Dia pun membeberkan data milik World Data yang menyatakan upah minimum Indonesia masih di bawah beberapa negara Asia Tenggara seperti Vietnam, Singapura hingga Malaysia. Namun, hanya sedikit lebih tinggi dibanding Kamboja, Laos hingga Myanmar.
Iqbal pun membandingkan data tersebut dengan yang dimiliki Organisasi Buruh Internasional (ILO) yang berkantor di Jakarta. Menurut ILO, upah rata-rata buruh di Indonesia hanya berada pada kisaran USD 174 per bulan, atau setara Rp 2,47 juta (kurs Rp 14.200 per dolar AS).
Advertisement
Angkatan Kerja Besar
Selain itu, Iqbal juga mempertanyakan perbandingan produktivitas buruh Indonesia yang dinilai rendah. Menurutnya, wajar saja angkanya rendah, sebab indikator yang ada dibagi dengan jumlah angkatan kerja yang besar, belum ditambah pengangguran yang mustinya jadi tanggung jawab pemerintah.
Diutarakan Iqbal, perbandingan produktivitas semustinya dilakukan secara sektoral, semisal pariwisata di Bali dan Phuket, Thailand.
Dia mengatakan, Pulau Dewata merupakan 3 besar destinasi wisata dunia. Sementara Phuket hanya berada di posisi 20 besar. Tapi kenyataannya, upah minimum di Bali masih lebih rendah dibandingkan Phuket
"Upah minimum Bali Rp 2,5 juta, sementara Phuket Rp 4,1 juta. Produktif yang mana? Ya jelas Bali, dengan upah sebesar itu jadi destinasi terbesar ketiga dunia," serunya.
Tak Sesuai Inflasi
Kenaikan UMP 1,09 persen pun diklaim tak masuk akal karena masih lebih kecil daripada angka inflasi. Iqbal mencontohkan, Jawa Barat memiliki inflasi 1,79 persen, lebih besar dibanding rata-rata UMP nasional.
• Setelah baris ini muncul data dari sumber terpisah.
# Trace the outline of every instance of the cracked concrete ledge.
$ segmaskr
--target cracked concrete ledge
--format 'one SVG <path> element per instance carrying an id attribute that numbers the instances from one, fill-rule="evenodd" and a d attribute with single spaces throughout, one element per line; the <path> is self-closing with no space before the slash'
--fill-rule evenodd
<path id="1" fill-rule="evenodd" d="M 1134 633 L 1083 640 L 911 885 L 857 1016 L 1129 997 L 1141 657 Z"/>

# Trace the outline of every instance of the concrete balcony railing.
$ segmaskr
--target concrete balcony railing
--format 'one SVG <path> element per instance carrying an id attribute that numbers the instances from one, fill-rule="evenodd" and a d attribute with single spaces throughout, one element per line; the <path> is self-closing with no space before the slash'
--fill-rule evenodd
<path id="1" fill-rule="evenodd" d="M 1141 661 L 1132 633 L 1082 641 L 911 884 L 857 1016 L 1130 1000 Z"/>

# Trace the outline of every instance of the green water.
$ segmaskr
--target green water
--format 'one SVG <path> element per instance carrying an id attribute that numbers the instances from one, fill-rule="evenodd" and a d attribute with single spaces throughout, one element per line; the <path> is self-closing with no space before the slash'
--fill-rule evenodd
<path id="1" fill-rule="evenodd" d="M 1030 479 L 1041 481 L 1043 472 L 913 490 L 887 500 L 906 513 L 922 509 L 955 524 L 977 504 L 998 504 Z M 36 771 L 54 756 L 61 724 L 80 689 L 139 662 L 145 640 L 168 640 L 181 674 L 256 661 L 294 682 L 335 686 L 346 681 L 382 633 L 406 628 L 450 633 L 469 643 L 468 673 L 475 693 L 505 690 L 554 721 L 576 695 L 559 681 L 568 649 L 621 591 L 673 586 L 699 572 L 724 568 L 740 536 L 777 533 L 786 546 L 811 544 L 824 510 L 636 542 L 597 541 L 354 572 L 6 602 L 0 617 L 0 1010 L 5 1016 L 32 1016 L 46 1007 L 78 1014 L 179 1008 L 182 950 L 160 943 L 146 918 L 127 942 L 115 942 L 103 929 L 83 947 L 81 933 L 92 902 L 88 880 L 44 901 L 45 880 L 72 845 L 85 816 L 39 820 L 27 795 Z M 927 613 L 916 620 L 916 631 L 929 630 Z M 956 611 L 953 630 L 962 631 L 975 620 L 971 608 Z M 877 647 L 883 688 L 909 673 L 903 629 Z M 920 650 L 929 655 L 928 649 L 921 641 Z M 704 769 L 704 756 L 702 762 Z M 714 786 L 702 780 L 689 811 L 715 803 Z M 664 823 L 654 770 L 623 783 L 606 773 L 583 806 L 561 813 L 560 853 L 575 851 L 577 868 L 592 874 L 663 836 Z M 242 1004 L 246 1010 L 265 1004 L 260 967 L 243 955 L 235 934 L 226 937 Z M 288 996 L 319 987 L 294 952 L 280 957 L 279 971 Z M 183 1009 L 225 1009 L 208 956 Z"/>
"Masa upah naik 1,09 persen, inflasi 1,79 persen, upahnya jadi di bawah inflasi? Sudah pasti buruh nombok karena lebih besar inflasi, belum lagi harga yang naik," singgung Iqbal.
Upah minimum yang naik sedikit itu dikatakannya memberi kesan bahwa pemerintah tidak peduli nasib buruh. Dia menegaskan, jika pemerintah ingin memiskinkan buruh, sebaiknya tidak perlu dilakukan.
"Mending tidak naik saja. Buruh nombok karena upah naik di bawah inflasi. Kalau ingin memiskinkan buruh mendingan tidak usah ada kenaikan," tegas Iqbal.